# Test the hypothesis whether planes fly faster when there is the departure delay?

This test is asking us to run a Chi2 contingency tests on 2 categorical values. The first is a value of "Delay" that is derived from `dep_delay`. It is True when `dep_delay` is positive and False when it's non-positive. The second is a value of Faster_Flight that returns True if the `actual_elapsed_time` for the flight is shorter than the `crs_elapsed_time`, which is the planned time for the flight.

In [1]:
import pandas as pd
import numpy as np
import matplotlib.pyplot as plt

In [2]:
## 1. read the big flights_csv file in chunks of 1 million rows at a time
chunk = pd.read_csv('flights.csv', chunksize=1000000, low_memory=False)
df = pd.concat(chunk)


## OR 2. read the flights_sample csv
# df = pd.read_csv('flights_sample.csv')

In [8]:
# take only the relevant columns because this is a large dataframe
columns = ['dep_delay',
           'crs_elapsed_time',
           'actual_elapsed_time']
df = df[columns]
df.dropna(inplace=True) # remove Null values

In [9]:
# if dep_delay is positive, then delay is True
delay = df['dep_delay'].apply(lambda x: True if x>0 else False)

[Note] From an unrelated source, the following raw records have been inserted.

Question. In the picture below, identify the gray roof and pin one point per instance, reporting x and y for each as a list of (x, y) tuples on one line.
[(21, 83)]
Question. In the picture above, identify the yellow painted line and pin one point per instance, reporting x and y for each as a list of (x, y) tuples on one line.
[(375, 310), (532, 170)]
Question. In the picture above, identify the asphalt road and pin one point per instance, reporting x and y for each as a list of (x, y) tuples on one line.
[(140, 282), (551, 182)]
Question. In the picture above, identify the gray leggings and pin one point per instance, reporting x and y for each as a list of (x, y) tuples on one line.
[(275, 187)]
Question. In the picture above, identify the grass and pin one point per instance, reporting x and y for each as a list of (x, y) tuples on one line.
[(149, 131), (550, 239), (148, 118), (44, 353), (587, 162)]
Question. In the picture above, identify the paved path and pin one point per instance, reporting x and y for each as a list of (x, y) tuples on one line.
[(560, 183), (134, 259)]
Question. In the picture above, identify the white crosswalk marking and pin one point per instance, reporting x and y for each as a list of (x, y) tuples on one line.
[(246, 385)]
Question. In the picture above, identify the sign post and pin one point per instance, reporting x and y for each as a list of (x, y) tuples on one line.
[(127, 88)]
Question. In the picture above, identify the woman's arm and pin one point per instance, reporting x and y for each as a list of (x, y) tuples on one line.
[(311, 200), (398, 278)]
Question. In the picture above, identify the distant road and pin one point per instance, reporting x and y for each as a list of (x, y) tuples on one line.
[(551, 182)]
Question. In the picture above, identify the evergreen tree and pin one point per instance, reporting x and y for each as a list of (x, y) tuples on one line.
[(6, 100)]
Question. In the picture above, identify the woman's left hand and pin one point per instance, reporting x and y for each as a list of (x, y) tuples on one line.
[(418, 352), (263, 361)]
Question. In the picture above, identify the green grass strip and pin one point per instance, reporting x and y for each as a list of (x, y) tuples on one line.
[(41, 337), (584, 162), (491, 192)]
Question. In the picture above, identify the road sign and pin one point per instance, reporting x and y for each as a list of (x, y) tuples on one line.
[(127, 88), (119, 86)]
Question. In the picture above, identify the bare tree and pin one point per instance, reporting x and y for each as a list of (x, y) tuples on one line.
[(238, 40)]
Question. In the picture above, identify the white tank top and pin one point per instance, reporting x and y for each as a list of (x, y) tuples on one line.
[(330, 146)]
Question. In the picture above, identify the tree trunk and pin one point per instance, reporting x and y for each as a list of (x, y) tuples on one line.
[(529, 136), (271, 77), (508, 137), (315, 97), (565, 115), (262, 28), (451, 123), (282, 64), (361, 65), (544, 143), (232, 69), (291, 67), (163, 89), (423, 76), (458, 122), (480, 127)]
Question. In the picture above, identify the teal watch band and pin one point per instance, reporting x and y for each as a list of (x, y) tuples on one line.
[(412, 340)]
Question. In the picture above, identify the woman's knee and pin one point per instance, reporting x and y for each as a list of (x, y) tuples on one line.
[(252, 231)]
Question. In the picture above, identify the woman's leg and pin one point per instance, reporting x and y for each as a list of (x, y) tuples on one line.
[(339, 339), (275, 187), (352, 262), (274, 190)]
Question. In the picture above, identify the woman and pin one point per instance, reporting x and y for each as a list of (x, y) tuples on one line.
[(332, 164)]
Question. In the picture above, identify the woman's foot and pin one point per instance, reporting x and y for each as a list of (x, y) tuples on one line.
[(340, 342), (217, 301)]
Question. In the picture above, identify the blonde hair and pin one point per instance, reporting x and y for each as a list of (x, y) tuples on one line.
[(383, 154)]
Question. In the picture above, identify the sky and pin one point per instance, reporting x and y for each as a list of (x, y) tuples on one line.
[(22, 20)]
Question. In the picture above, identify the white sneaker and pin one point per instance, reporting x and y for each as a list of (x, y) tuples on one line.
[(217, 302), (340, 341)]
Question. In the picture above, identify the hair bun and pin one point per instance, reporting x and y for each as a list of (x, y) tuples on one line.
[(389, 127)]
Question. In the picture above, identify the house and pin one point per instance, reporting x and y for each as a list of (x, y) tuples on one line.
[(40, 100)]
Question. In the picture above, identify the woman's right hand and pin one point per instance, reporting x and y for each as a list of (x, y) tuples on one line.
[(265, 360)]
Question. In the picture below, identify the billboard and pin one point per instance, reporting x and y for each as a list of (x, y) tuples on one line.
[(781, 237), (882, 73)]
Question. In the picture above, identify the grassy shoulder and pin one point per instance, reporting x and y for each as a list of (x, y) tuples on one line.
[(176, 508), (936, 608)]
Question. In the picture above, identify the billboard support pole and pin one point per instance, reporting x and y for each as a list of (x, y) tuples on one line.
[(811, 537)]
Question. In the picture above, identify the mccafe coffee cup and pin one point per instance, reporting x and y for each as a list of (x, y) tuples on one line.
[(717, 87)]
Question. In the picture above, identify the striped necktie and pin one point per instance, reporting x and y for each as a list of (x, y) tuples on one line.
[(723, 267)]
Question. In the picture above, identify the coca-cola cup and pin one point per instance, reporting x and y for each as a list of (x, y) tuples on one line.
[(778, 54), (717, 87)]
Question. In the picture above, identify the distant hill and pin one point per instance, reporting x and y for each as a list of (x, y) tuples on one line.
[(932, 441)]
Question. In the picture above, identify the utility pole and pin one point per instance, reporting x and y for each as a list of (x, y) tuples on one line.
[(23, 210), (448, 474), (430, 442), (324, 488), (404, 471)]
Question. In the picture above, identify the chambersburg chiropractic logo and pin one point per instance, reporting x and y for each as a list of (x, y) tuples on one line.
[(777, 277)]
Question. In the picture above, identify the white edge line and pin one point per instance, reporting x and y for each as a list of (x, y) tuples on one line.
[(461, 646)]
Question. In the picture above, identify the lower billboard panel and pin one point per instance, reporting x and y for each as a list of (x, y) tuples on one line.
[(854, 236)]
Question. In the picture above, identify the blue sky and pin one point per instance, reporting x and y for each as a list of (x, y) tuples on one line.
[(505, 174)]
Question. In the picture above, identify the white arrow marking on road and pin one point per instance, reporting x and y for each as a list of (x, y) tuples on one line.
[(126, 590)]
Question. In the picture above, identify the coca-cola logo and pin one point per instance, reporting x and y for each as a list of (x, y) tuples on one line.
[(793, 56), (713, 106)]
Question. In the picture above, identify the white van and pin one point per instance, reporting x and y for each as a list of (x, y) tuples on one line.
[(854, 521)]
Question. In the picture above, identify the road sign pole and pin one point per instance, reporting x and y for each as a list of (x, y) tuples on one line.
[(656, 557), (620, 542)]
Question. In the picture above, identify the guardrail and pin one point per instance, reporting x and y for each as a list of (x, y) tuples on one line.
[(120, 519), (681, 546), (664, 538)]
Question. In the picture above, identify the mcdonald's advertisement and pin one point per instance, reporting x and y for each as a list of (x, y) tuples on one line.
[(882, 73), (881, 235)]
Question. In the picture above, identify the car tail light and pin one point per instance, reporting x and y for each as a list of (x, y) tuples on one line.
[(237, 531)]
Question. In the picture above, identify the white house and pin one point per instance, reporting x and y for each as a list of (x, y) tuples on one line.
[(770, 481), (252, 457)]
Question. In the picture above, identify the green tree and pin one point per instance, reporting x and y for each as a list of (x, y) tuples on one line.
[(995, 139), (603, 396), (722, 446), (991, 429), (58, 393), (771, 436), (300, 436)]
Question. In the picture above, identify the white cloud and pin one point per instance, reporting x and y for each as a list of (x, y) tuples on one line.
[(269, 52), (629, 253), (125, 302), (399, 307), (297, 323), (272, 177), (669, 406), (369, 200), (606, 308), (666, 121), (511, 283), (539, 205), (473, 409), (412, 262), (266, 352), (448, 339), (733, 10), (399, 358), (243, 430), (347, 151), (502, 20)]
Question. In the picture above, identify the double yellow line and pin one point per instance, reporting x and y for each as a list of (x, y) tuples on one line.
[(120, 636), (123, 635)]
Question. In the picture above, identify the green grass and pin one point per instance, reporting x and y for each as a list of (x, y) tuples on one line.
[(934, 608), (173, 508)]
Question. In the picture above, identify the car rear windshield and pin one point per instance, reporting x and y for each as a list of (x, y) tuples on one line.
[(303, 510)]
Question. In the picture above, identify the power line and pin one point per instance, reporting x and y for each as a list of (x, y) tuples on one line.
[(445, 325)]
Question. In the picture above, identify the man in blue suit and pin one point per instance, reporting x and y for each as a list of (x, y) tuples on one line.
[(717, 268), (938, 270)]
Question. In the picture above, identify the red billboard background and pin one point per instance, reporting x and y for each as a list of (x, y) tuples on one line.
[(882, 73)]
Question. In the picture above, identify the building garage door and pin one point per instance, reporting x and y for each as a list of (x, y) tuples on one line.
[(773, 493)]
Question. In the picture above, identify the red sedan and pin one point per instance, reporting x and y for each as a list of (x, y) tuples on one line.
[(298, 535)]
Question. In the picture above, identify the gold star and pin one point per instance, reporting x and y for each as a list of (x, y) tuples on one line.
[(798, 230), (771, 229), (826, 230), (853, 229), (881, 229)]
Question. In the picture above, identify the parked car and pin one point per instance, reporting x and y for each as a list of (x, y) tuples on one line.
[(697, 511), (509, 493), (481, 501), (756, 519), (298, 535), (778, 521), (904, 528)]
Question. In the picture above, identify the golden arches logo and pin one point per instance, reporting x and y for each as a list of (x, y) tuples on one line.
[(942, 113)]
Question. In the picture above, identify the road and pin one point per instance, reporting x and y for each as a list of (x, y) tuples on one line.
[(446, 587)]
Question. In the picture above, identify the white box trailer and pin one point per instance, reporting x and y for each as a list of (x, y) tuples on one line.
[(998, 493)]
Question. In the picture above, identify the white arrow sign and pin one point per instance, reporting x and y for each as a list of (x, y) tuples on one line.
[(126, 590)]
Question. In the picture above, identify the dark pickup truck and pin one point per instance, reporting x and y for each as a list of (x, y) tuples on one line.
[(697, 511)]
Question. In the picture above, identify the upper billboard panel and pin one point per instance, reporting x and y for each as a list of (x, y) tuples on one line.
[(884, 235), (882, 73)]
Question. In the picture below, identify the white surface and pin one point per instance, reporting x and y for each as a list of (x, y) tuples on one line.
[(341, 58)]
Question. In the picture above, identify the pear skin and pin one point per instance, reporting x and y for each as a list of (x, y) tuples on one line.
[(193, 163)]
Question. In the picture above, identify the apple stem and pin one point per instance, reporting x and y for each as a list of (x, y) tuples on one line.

# get the difference between the actual elapsed time and what was planned
change_in_speed = df['crs_elapsed_time'] - df['actual_elapsed_time']
# if the actual time is smaller, then the planed flew faster
flew_faster = change_in_speed.apply(lambda x: True if x>0 else False)

In [29]:
# join the 2 above into a dataframe
df = pd.DataFrame({'Delay': delay,
         'Faster_Flight': flew_faster})

In [42]:
df.head(20) # inspect

Unnamed: 0,Delay,Faster_Flight
0,False,True
1,True,True
2,False,True
3,False,True
4,False,False
5,False,True
6,False,True
7,False,False
8,False,True
9,False,True


In [31]:
# calculate the contingency between the 2 categories
contingency = pd.crosstab(df['Delay'], df['Faster_Flight'])
contingency

Faster_Flight,False,True
Delay,Unnamed: 1_level_1,Unnamed: 2_level_1
False,2942454,7354788
True,1581559,3734801


In [26]:
# test with chi2_contingency
from scipy.stats import chi2_contingency


stat, p, dof, expected = chi2_contingency(contingency)

print(f'p is {p}')
print('The two are probably', 
      (' independent.' if p > 0.05 else ' dependent.')
     )

p is 0.0
The two are probably  dependent.


In [41]:
## Testing a sample of the data

df_sample = df.sample(n=10000)
contingency = pd.crosstab(df_sample['Delay'], df_sample['Faster_Flight'])

stat, p, dof, expected = chi2_contingency(contingency)

print(f'p is {p}')
print('The two are probably', 
      (' independent.' if p > 0.05 else ' dependent.')
     )


p is 0.0006022316096862148
The two are probably  dependent.


## Result

Testing the Hypothesis that planes fly faster when there is departure delay

**Result**: Planes probably fly faster when there is a departure delay.